Хоть и предполагается, что он пишет о беллетристике Форда, второстепенные романы этого автора представляются в сравнении с написанным им же о Франции куда менее интересными. Для Форда не существовало большего счастья, чем проводить – в обществе достойной того женщины – день за днем в залитом солнцем доме на юге Франции, с оливковыми деревьями на заднем дворе и добрым vin de pays [32] в погребе. Прованс, говорит Форд, есть колыбель всего изысканного, лиричного и человечного в европейской цивилизации, что же до женщин Прованса с их неукротимым темпераментом и орлиным обликом, они способны посрамить любую из женщин севера.
32
Деревенское вино (франц.).
Можно ли верить Форду? Увидит ли сам он когда-либо Прованс? Обратят ли неукротимые женщины Прованса хоть какое-то внимание на него, столь явно лишенного огня?
Форд говорит, что цивилизация Прованса обязана своей легкостью и грацией кухне с преобладанием рыбы, оливкового масла и чеснока. Из уважения к Форду он, поселившись в своей новой квартирке в Хай-гейте, покупает вместо сарделек рыбные палочки, жарит их на оливковом, а не на сливочном масле и посыпает чесночной солью.
Диссертация, которую он пишет, ничего нового о Форде не скажет, это уже ясно. И все-таки забрасывать ее он не желает. Отступничество – это по части отца. А на отца ему походить не хочется. И он начинает сплетать из сотен исписанных мелким почерком листков с заметками паутину связной прозы.
В один из дней он, сидя в огромном, накрытом куполом читальном зале, понимает, что слишком устал и заскучал, чтобы написать еще хоть слово, и позволяет себе роскошь окунуться в книги о Южной Африке давних дней, книги, которые можно найти только в больших библиотеках, – воспоминания посещавших Кейптаун людей наподобие Даппера, Кольбе, Спармана, Барроу и Барчелла, изданные в Голландии, или Германии, или Англии два столетия назад.
Жутковатое чувство испытывает он, сидя в Лондоне и читая об улицах – Ваалстраат, Буитенграхт, Буитенсингел, – по которым лишь он один из всех окружающих его здесь людей, с головой ушедших в книги, и ходил. Но еще сильнее, чем рассказы о старом Кейптауне, захватывают его отчеты о вылазках во внутренние территории, о разведывательных поездках на запряженных волами фургонах в пустыне Большое Кару, где путешественник мог день за днем совершать переходы, так и не встретив ни единой живой души. Цвартберг, Лиувривиер, Двика: это о своей земле он читает, земле своей души.

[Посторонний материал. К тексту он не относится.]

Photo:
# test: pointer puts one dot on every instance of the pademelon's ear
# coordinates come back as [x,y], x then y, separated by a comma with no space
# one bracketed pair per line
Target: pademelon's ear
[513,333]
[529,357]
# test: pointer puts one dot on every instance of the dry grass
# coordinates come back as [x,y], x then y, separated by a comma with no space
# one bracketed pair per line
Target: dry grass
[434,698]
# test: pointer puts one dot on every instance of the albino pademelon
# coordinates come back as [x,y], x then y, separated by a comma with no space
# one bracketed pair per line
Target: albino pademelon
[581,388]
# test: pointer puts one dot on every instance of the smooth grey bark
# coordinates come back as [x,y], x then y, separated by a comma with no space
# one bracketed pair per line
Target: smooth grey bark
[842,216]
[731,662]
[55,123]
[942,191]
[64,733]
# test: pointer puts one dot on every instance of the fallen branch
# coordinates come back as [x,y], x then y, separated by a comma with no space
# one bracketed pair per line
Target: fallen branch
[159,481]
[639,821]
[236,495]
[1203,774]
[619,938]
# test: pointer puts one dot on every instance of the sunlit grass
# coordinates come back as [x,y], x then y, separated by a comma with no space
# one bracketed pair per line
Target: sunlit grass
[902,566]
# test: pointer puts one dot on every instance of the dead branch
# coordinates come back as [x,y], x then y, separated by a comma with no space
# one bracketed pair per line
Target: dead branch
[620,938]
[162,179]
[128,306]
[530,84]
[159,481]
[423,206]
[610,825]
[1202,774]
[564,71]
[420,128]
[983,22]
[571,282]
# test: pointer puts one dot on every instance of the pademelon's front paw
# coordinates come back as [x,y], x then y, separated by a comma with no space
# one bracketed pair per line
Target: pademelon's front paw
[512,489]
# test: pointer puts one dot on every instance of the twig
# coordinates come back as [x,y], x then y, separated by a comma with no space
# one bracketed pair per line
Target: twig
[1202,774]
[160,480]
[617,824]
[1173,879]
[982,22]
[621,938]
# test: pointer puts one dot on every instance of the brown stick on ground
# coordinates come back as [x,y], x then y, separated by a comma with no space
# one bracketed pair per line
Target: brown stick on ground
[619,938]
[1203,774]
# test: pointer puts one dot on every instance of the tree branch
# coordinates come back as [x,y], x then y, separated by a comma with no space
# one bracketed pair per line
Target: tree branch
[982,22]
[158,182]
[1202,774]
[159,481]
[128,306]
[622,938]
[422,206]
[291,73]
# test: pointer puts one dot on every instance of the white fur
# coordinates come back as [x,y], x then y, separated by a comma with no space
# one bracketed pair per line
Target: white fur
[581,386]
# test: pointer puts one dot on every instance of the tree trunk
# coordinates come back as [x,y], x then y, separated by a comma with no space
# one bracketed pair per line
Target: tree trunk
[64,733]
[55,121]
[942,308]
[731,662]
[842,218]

Патриотизм: не подцепил ли он эту болезнь? Не доказывает ли, что не способен жить без своей страны? Отряхнув с ног своих прах отвратительной новой Южной Африки, не устремился ли он душой к Южной Африке прежних времен, в которые был еще возможен Эдем? А эти англичане вокруг, ощущают они такой же трепет сердечных струн, наталкиваясь в книге на упоминание о Райдэл– Маунт или Бейкер-стрит? Не похоже на то. Эта страна, этот город окутаны теперь уж столетиями слов. Хождение по стопам Чосера или Тома Джонса англичане странным ничуть не находят.